Important: You have to initialize all the systematics handles inside initialize.

Notes from the Developers

The basic idea of the systematics handling is that if you have an algorithm that works and doesn't have systematics handling, adding systematics support should be mostly a straightforward process of replacing existing interactions with the event store and adding a systematics list.

The systematics handle interface is based on the AsgTool::evtStore() interface, not the AthenaMT data handles. In part that is because that was the dominant interface in analysis at the time, but the AthenaMT data handles are also far more complex to implement, and they also provide a lot of extra behavior and guarantees that are likely to be more hurtful than helpful in our use case.
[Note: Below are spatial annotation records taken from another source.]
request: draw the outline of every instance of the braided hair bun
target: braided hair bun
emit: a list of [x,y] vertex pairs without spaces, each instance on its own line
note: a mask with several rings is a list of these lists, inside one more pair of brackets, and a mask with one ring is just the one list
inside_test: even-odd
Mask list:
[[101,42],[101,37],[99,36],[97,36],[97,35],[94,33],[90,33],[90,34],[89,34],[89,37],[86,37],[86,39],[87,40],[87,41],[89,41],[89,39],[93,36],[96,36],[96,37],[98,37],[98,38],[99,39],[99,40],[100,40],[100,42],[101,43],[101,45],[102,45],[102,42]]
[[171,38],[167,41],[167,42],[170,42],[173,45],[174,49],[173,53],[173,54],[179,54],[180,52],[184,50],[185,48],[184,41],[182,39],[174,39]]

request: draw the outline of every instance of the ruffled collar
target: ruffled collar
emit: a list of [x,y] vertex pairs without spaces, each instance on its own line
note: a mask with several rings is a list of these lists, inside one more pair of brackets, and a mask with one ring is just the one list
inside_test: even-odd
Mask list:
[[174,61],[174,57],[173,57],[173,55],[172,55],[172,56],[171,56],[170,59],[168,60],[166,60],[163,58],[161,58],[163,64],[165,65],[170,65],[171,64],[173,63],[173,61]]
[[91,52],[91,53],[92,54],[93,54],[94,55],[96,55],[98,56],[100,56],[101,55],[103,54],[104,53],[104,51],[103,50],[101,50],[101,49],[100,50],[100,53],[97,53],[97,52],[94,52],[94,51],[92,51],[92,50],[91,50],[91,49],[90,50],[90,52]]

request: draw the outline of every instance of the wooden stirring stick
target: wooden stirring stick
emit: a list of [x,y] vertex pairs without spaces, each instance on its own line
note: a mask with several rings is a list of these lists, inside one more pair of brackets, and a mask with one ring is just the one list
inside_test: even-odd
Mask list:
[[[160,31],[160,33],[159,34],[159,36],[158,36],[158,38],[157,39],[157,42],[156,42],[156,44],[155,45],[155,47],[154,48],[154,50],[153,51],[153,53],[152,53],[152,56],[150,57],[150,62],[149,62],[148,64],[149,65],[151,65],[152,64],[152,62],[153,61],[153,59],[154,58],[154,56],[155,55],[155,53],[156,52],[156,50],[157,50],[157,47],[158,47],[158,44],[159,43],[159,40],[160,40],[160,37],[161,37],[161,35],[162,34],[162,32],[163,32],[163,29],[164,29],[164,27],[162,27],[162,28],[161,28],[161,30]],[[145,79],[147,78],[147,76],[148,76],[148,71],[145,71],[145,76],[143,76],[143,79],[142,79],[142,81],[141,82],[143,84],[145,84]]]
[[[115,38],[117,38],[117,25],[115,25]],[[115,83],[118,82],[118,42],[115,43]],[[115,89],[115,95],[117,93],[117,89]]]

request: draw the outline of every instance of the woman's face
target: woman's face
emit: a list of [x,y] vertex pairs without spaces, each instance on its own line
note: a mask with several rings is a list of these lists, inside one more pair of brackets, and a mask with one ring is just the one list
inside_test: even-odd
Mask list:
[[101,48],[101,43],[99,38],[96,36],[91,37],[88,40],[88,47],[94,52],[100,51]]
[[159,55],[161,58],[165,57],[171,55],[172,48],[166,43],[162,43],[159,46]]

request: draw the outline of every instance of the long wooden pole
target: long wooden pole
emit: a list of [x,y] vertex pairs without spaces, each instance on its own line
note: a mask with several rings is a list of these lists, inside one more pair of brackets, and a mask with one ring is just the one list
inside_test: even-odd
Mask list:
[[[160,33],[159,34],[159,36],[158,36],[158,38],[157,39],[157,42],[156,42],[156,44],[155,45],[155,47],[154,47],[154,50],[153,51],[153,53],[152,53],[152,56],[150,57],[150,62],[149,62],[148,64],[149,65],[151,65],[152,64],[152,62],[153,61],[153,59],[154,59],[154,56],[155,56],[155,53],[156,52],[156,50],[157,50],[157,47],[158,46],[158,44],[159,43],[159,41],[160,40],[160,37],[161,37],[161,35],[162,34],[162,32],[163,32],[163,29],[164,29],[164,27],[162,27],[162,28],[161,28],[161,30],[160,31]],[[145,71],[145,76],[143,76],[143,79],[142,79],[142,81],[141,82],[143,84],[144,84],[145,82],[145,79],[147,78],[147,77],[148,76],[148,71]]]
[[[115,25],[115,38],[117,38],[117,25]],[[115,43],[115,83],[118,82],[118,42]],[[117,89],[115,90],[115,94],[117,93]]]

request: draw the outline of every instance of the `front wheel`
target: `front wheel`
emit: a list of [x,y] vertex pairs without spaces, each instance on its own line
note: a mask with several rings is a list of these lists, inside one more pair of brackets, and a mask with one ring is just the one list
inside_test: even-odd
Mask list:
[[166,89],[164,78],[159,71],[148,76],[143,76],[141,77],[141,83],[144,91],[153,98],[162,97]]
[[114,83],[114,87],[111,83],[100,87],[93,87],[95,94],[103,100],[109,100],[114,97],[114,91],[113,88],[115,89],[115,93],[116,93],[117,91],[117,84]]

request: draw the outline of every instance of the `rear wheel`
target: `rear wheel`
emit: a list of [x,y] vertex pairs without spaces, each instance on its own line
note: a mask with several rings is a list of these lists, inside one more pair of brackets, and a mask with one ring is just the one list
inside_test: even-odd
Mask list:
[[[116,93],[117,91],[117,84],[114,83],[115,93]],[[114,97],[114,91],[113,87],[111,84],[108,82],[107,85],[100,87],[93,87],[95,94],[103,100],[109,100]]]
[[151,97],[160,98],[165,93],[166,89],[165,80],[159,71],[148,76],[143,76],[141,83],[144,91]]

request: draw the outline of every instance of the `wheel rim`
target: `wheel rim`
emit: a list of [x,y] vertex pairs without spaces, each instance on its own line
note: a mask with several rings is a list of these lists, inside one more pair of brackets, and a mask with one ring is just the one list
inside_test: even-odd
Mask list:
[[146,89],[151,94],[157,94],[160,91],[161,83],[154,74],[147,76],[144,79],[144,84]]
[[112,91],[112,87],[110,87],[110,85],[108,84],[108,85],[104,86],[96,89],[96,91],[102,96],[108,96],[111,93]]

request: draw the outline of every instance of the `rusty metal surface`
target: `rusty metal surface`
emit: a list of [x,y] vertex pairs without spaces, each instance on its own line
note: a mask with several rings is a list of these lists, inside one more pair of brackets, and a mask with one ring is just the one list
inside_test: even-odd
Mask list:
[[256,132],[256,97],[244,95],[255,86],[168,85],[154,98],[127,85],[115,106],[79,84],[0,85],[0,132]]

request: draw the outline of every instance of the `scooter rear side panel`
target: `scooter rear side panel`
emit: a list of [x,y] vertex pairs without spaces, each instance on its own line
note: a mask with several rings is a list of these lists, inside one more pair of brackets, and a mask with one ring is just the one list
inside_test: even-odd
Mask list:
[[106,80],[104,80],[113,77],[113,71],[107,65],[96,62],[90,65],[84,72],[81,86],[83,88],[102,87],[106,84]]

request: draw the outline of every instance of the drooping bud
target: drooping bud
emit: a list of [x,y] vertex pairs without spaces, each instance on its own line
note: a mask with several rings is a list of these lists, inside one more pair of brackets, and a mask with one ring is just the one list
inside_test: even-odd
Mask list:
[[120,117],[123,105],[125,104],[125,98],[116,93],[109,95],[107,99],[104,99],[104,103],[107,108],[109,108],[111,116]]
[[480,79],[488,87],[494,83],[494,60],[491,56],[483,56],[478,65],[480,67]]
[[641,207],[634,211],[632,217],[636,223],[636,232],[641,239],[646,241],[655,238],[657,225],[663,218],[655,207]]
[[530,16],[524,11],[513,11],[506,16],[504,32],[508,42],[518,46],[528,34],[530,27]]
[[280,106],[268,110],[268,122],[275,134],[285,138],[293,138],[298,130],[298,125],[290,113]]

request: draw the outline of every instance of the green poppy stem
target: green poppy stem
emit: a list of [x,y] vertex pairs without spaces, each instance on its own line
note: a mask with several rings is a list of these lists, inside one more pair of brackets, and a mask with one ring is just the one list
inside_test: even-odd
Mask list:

While it is discouraged, it is possible to use the StoreGate data handles in the CP Algorithms, as long as they are run upstream of any systematics. Even if your algorithm doesn't introduce any systematics, if the object has systematics you have to switch to systematics handles.

The systematics handles anticipate to be used in AthenaMT eventually, but they don't support it yet. To add support for AthenaMT one would have to either layer the systematics handles on StoreGate data handles (preferred), or have to directly declare the data dependencies they introduce. This ought to be fairly straightforward, but the assumption is that the CP tools themselves likely still contain non thread-safe constructs internally.

The motivation for the copy handles is two-fold: For analysis it is quite common to update objects, and it is quite tedious to do a manual shallow copy each time. So something like an Athena UpdateHandle would be ideal, and the copy handle is a multi-threading safe analogue. Also, for adding momentum systematics it is necessary to do a shallow copy per systematic (so that they each get their own pt in the aux-store). That is much more practical if the handles do the copy. This was even more important in the past when all systematics where implemented via shallow copies.

Originally systematics were handled purely through shallow copies, including shallow copies for scale factor systematics, etc. While that worked technically the problem is that it means that systematics are tracked at the level of containers instead of decorations. That is far too coarse, e.g. electron pt would get any systematic that affects any systematic that affects any electron decoration, which if you apply overlap removal also includes things like the jet momentum systematics. So we switched most systematics to be differently named decorations on the same container. For some variables (particularly pt, etc.) that is not possible, since their name is hard-coded in the xAOD core classes, otherwise we'd likely switch completely to that mechanism.